Use it when you want request correlation IDs across logs and responses.

Cors(options?)

Cors(...) creates a CorsMiddleware instance.

router.use(Cors({ origins: '*' }))

What it does:

  • handles OPTIONS preflight requests by returning 204
  • sets CORS headers for allowed origins
  • can also decorate a final Response with those headers

Supported options:

  • origins
  • methods
  • headers
  • maxAge

Use it when your API is called from browsers or multiple frontends.

If the browser still reports that CORS is rejected, see Troubleshooting for a quick diagnosis and the router.use(Cors(...)) setup pattern.

Route decorators and endpoint middleware

These built-ins are attached to controller methods or inline route definitions.

@Controller(path)

@Controller(...) is a class decorator backed by ControllerMiddleware.

@Controller('/posts')
export class PostController {}

What it does:

  • stores the controller base path
  • combines that base path with route method decorators
  • stamps route metadata onto bound controller methods

Use it to define the base path for a controller once.

@Get(), @Post(), @Put(), @Delete(), @Patch()
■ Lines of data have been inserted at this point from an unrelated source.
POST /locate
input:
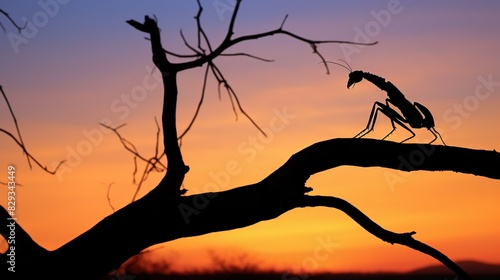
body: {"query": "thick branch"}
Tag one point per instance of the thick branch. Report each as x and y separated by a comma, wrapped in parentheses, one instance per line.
(154, 219)
(176, 167)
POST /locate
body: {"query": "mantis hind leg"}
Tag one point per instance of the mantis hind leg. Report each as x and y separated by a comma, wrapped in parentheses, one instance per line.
(436, 134)
(371, 120)
(395, 118)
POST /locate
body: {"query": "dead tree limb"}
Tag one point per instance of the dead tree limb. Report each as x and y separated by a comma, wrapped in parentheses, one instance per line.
(163, 214)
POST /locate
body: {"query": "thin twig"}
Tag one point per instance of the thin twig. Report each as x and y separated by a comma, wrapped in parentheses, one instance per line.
(369, 225)
(20, 142)
(109, 197)
(198, 108)
(19, 28)
(15, 121)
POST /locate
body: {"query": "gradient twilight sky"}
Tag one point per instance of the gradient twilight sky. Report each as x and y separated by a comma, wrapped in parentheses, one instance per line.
(79, 64)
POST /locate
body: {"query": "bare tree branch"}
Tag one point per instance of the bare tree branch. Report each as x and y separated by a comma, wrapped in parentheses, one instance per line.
(13, 22)
(20, 142)
(364, 221)
(153, 163)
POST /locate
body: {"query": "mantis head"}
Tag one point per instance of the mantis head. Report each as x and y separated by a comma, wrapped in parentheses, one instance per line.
(354, 77)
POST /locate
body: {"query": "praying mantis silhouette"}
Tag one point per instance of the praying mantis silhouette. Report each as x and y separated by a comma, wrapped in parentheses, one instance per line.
(416, 114)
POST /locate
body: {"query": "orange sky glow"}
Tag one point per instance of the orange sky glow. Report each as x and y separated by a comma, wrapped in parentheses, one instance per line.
(85, 65)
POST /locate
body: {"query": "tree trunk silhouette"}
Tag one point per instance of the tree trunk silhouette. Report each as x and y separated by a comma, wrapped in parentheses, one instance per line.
(164, 214)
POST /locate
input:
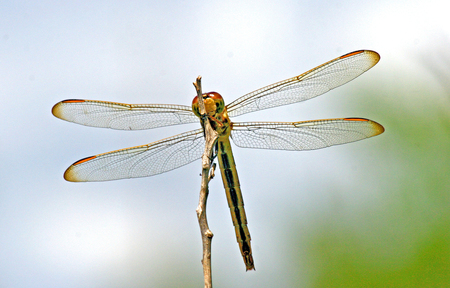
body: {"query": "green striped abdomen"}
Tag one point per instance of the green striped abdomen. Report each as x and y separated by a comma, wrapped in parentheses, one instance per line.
(235, 201)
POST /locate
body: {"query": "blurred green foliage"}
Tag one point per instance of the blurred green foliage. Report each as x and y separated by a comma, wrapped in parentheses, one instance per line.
(402, 239)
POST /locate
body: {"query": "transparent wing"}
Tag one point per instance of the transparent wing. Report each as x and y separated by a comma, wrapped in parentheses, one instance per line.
(123, 116)
(304, 135)
(310, 84)
(140, 161)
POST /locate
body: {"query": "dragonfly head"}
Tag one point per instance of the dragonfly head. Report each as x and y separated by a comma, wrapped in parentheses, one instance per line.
(214, 104)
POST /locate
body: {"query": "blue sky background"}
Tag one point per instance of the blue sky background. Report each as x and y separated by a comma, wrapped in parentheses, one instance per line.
(317, 219)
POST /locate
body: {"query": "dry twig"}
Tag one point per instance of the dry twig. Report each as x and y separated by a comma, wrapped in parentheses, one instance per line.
(211, 138)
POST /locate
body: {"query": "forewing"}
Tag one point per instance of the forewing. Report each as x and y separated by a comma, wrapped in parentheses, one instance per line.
(123, 116)
(140, 161)
(310, 84)
(304, 135)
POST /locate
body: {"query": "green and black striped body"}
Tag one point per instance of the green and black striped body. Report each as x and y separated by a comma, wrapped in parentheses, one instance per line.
(234, 197)
(220, 122)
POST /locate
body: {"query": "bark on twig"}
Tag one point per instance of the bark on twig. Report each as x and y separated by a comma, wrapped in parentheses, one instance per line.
(210, 137)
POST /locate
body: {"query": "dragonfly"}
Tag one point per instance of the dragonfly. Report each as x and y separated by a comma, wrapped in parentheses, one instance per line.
(173, 152)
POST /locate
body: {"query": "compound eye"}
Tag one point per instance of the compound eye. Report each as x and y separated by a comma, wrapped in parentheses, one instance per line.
(218, 100)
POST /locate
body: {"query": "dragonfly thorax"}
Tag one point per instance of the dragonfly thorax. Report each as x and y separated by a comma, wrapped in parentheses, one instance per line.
(213, 101)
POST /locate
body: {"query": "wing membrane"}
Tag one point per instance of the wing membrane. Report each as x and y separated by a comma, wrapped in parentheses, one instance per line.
(140, 161)
(304, 135)
(123, 116)
(310, 84)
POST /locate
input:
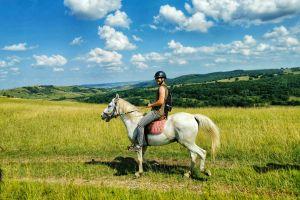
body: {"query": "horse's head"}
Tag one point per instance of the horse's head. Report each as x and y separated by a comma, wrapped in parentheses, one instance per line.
(111, 110)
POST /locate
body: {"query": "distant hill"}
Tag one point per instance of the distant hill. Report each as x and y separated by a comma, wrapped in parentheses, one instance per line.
(234, 88)
(202, 78)
(110, 85)
(50, 92)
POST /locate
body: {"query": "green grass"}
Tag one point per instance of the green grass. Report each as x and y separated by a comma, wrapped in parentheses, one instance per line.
(48, 146)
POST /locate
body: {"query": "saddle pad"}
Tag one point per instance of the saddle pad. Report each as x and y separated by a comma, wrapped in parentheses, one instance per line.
(156, 127)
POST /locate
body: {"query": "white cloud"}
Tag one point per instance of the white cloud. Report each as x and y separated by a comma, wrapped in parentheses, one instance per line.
(178, 48)
(249, 40)
(154, 56)
(118, 19)
(140, 61)
(136, 38)
(178, 61)
(250, 11)
(77, 41)
(277, 32)
(152, 26)
(220, 60)
(58, 69)
(291, 41)
(197, 23)
(17, 47)
(104, 58)
(242, 12)
(3, 63)
(54, 60)
(141, 65)
(138, 58)
(169, 14)
(114, 40)
(14, 69)
(75, 69)
(92, 9)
These are method decorators backed by HttpMethodMiddleware.

@Get(':id')
async get(req: Request) {}

What they do:

  • store the HTTP verb for the route
  • normalize the declared path segment
  • register route metadata that the router reads later

Use them on controller methods or as inline route middleware such as router.get(handler, [Get('/health')]).

@Validate(map)

@Validate(...) is a method decorator backed by ValidateMiddleware.

@Validate({ body: PostBodyValidator, params: PostParamsValidator })

What it does:

  • runs configured validators in parallel
  • merges validation errors across request sources
  • throws a validation error when any check fails
  • rewrites req.body, req.query, and req.params with validator output on success

Use it when you want correctness checks and sanitized request data before the controller runs.

See Validation for the full validator model.

@Transform(map)

@Transform(...) is a method decorator backed by TransformerMiddleware.

@Transform({ body: PostBodyTransformer, res: PostResponseTransformer })

What it does:

  • transforms headers, body, params, and query before the handler
  • optionally transforms the returned value through res
  • mutates the request object before controller code sees it

Use it when you want normalization, DTO shaping, or response mapping.

See Transformer for the full transform model.

@Connect(name?) or Connect(name?)

Connect(...) is a method decorator and endpoint middleware backed by ConnectMiddleware.

@Connect('default')

or

router.get(handler, [Get('/posts'), Connect('default')])

What it does:

  • resolves the named database connection lazily
  • stores the resolved driver handle on current.db[name]
  • returns HTTP 503 if the connection is unavailable
  • leaves unresolved connections as null on current.db

Use it when a handler needs a database connection inside the request lifecycle.

To understand the database side of this flow, see Database Connections and Database Models.

@Track or @Track()

Track also works as a method or class decorator.

@Track()
export class PostController {}

What it does:

  • wraps a single method or every method in a class
  • ensures a request track id exists
  • adds X-Track-Id to the response

Use it when you want request tracking only for selected controllers or handlers instead of globally.

Typical setup

import { Connect, Cors, Logger, Router, Track } from 'morphis';
 
const router = new Router();
 
router.use([
	Logger,
	Track,
	Cors({ origins: '*' }),
	Connect('default'),
]);

Connect('default') can be registered globally or per handler. Use the narrowest scope that matches your application, especially if only some routes need database access.